In January 2010, the western world got a rude awakening when Google publicly recognised it had been hacked and was being actively spied on for about six months by a Chinese group. As the story developed, it emerged that Adobe, Apple, Symantec, Yahoo, Morgan Stanley and many others had also been hit. Vast amounts of intellectual property had been siphoned off over a long period.
The initial shock gave way to a forensic investigation which soon found that a zero-day vulnerability in Internet Explorer had been used as the entry method. This was one of the early public examples of how an exploit could lead directly to cyber-espionage, and was unfortunately the first of many similar breaches.
The growing impact of exploits isn't just limited to the enterprise market. Exploit kits have become a highly effective way of automatically targeting banker Trojans and ransomware at everyday internet users with a greater degree of effectiveness. Point and click cyber-crime operations now hoover up the data of users who didn't update to the latest PDF reader or browser, adjusting their form dependent on what version a user is running.
Whether this is a highly sophisticated cyber-espionage or consumer data theft - the growing role of exploits is clear. Mass market applications such as Internet Explorer, Java, Flash Player, Silverlight, Adobe Reader, Microsoft Office Word and Excel make excellent targets.
This is not because they are less well-built than their competitors, but simply because they are used by so many people. In turn, this has fuelled an increasingly commercialized underground marketplace. Adverts for vulnerabilities on underground forums have become commonplace and a whole cottage industry have sprung up to create, market and drive traffic to exploit kits.
The effectiveness of the exploit is down to three main factors. Firstly, they abuse common applications built by big trusted brands. Consumer and business awareness that their dependable word processor, which they have been using for years, is actually being exploited by cyber-criminals is desperately low. The creators of these applications have spent billions of marketing dollars building good-will with their user-base, and malicious actors exploit this positive brand relationship.
This leads to bad human decisions, such as relaxed patching policies and a willingness to trust applications whereas otherwise they normally might not.
Secondly, although patches are issued relatively swiftly when a vulnerability is discovered, the window of exposure is still hard to close.
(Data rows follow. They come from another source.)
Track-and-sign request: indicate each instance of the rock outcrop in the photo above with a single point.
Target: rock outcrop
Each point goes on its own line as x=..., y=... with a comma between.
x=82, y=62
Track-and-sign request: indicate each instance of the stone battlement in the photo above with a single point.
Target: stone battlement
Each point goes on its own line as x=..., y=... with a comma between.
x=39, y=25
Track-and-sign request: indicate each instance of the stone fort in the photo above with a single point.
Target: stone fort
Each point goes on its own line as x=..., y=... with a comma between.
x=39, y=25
From an enterprise perspective many companies, particularly small ones, are slower to move than those seeking to exploit them. In many instances large companies also rely on legacy applications and have limitations on deploying security patches to the endpoints. With any high profile vulnerability, malicious actors will be probing organizations during this sensitive time and will reap rewards. From a consumer point of view the discovery of a new vulnerability is a minefield. Significant education is needed to convince home users to update applications.
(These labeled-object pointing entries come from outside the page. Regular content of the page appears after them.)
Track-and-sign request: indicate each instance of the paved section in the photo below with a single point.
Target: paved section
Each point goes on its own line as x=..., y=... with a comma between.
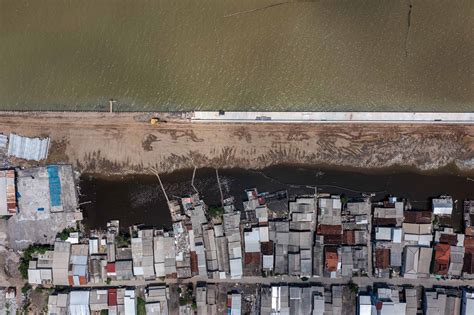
x=360, y=281
x=340, y=117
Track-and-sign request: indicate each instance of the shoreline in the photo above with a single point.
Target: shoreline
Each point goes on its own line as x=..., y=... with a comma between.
x=126, y=143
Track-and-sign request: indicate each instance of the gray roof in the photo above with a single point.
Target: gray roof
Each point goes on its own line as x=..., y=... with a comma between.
x=28, y=148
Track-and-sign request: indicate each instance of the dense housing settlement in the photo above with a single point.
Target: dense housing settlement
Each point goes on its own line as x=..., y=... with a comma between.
x=312, y=254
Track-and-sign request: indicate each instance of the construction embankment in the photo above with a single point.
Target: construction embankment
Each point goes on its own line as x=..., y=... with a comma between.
x=119, y=143
x=334, y=117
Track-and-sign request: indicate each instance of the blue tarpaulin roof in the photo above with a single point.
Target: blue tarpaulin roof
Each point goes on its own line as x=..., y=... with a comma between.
x=54, y=186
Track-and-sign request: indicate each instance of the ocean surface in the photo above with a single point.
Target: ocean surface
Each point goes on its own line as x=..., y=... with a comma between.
x=138, y=199
x=237, y=55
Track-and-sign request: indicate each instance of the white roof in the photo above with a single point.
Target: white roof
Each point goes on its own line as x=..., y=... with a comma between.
x=79, y=303
x=28, y=148
x=268, y=261
x=129, y=302
x=236, y=268
x=397, y=235
x=264, y=234
x=252, y=241
x=383, y=233
x=34, y=276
Finally, traditional counter-measures are largely ineffective against zero-day exploits. Traditional endpoint security is reactive in nature, which cannot address such a fast-moving problem and a determined attacker will win every time. Network security, such as Intrusion Detection and Prevention Systems (IDS and IPS), firewalls and email/web filters are also too responsive in nature.
Such systems also have inherent problems, such as known bypasses which use special encoding mechanisms during communication, and do not protect clients outside of the corporate perimeter. Many modern approaches to perimeter protection which defend specifically against vulnerability attacks are also still in their infancy, and either only monitor a fraction of the corporate communication traffic (providing a less-than-ideal detection rate) or have high false positive rates. Finally, whilst the Windows OS has gone a long way to protect against vulnerabilities, including DEP and ASLR, user-installed third-party software and non ASLR compliant libraries are an easy target for exploit shellcode.
Amidst all the hand-wringing which has taken place recently about the failure of anti-virus (AV), the industry needs to stand up and be counted. We must innovate and deliver effective products which face up to the exploit threat in an effective manner, because every day is now a zero day.
Pedro Bustamante is director of special projects at Malwarebytes.